A reminder regarding p-values and their use

1 minute read

The use, and usefulness, of \(p\)-values is controversial. One of the reasons for this is that \(p\)-values often are misinterpreted. One such misinterpretation is that the \(p\)-value is a property of a particular hypothetical process. It is not, as

if the hypothetical process happens to be the true one, \(p\)-values are uniformly distributed in the case of a continuous and invertible cumulative density function.

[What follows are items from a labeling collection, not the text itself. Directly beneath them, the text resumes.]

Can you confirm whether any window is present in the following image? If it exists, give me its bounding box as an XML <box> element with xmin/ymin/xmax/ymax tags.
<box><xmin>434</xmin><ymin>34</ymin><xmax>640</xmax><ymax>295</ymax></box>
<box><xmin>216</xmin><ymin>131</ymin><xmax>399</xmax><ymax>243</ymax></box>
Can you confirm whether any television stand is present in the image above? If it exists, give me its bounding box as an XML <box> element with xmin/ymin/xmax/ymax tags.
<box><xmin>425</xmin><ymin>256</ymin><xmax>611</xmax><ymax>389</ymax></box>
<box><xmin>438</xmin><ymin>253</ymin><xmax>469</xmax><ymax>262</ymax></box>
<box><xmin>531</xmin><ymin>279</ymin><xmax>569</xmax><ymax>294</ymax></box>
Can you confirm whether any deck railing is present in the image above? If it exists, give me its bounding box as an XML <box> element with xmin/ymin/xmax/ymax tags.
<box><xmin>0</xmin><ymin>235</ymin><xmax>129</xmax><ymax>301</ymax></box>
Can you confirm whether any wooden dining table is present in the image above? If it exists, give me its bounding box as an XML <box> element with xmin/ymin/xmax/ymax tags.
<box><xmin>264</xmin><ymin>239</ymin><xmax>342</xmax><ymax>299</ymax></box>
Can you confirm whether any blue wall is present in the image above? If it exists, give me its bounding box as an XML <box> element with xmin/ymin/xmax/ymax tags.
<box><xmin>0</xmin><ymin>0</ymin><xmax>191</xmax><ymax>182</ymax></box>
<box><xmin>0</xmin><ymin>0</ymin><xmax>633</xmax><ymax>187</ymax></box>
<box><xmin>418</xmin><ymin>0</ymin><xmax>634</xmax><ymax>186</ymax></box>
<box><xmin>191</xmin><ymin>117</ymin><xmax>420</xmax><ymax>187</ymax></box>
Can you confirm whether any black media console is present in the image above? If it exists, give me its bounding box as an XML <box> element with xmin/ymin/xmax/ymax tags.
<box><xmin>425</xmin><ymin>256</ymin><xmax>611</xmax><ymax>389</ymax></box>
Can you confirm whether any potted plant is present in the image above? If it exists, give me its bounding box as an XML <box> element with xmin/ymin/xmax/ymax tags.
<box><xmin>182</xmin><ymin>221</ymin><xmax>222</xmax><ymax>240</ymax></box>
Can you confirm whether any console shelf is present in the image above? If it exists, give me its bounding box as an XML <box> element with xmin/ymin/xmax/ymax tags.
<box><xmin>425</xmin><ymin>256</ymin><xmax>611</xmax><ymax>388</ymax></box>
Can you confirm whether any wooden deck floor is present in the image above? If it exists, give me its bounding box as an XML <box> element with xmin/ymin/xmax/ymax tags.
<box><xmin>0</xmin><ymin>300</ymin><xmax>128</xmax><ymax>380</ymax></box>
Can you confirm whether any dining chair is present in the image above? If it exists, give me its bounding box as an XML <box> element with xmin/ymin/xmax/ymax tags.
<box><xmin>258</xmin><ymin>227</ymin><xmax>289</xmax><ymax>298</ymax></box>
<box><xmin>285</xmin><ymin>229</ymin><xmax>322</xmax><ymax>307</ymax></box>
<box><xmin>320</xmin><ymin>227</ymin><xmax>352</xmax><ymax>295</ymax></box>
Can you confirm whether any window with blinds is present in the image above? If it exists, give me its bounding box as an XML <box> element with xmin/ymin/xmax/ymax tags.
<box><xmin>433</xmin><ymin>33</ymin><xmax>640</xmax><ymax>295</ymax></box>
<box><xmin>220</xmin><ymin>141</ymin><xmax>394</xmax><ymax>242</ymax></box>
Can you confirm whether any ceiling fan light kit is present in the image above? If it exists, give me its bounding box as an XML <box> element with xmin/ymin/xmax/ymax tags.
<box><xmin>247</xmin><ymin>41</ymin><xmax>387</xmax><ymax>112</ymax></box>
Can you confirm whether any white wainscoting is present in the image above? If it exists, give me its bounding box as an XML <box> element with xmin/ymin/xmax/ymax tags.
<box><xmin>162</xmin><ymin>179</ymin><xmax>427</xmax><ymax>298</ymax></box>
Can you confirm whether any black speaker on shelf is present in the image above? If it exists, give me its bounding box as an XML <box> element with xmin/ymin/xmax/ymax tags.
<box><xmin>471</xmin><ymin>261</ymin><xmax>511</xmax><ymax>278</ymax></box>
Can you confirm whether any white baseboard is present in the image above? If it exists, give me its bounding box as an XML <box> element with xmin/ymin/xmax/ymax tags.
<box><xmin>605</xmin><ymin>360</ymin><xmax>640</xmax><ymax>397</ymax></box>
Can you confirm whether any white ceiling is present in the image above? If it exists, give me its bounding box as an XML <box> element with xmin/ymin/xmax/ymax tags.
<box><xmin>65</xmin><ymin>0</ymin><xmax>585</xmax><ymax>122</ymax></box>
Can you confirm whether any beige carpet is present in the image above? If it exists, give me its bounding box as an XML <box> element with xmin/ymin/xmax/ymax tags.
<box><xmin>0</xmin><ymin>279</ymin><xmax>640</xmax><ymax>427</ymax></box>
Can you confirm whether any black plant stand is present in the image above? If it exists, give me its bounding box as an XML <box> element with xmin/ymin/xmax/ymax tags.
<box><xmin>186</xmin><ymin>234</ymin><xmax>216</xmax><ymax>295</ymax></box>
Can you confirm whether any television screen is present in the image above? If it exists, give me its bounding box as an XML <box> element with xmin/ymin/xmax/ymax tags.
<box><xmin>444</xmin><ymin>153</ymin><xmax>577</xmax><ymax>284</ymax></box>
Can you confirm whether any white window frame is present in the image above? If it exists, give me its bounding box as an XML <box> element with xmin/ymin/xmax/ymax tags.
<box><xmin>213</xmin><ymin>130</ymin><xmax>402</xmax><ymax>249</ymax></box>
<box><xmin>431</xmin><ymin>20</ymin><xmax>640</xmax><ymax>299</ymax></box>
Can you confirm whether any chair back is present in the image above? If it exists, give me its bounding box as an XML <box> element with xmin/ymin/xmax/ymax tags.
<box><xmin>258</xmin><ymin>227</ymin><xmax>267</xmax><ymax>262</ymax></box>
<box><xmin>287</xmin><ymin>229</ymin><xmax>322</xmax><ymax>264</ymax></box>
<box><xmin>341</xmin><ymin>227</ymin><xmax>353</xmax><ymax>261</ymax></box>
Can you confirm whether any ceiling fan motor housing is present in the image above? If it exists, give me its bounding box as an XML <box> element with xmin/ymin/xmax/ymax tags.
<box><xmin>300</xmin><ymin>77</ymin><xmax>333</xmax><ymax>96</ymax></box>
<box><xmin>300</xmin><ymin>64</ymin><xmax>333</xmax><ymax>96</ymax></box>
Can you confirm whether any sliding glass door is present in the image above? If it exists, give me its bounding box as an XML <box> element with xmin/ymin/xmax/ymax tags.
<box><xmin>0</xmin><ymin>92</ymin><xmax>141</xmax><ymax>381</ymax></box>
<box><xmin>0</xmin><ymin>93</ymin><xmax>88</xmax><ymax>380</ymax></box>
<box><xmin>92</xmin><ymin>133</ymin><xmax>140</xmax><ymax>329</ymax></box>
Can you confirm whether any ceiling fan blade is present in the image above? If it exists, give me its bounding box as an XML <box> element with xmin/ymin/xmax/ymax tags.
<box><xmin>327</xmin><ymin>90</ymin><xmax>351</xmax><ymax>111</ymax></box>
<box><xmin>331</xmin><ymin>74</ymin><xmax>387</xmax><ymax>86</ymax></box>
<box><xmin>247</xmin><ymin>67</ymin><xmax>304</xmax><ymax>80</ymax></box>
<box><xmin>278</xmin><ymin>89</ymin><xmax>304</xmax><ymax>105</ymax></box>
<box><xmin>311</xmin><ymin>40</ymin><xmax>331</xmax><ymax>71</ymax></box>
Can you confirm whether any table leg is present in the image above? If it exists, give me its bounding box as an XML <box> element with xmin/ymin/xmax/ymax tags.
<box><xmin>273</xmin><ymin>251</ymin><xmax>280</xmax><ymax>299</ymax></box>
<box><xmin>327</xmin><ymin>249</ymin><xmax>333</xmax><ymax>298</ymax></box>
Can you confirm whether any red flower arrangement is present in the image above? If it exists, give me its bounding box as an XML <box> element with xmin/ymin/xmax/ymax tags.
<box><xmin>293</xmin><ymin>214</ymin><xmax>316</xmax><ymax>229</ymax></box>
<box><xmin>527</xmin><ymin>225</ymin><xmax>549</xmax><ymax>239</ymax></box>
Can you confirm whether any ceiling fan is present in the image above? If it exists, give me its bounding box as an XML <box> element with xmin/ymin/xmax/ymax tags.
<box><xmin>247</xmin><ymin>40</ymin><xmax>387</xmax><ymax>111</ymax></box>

What follows is a formal presentation of the above statement. Let \(X\) be a random variable with distribution function \(F_X = P(X \leq x)\), and let \(x\) be a realization of \(X\). We can think of \(x\) of an example value of \(X\). Consider for a moment the situation where we don’t know what \(F_X\) is, but we think it is \(F_0\). One thing we can do with \(x\) is to compute \(p = 1 - F_0(x)\), which is the probability of observing \(x\) or something more extreme under our assumption \(F_0\). The standard use is to compare \(p\) with a pre-defined threshold \(\tau\), and say that we reject our hypothesis \(F_0\) if \(p < \tau\).

The \(p\)-value can be seen as a realization of the random variable \(Y = 1 - F_0(X)\). In the case where \(F_0 = F_X\), and \(F_X\) is continuous and invertible, we get that:

\[ \begin{split} F_Y(y) &= P(Y \leq y) = P(1 - F_X(X) \leq y) \\ &= P(X > F^{-1}_X(1 - y)) = 1 - P(X \leq F^{-1}_X(1 - y))\\ &= 1 - F_X(F^{-1}_X(1 - y)) = 1 - (1 - y)\\ &= y \end{split} \] The uniform distribution on \([0,1]\) has \(F_Y\) as distribution function, hence the \(p\)-values in our case are uniformly distributed.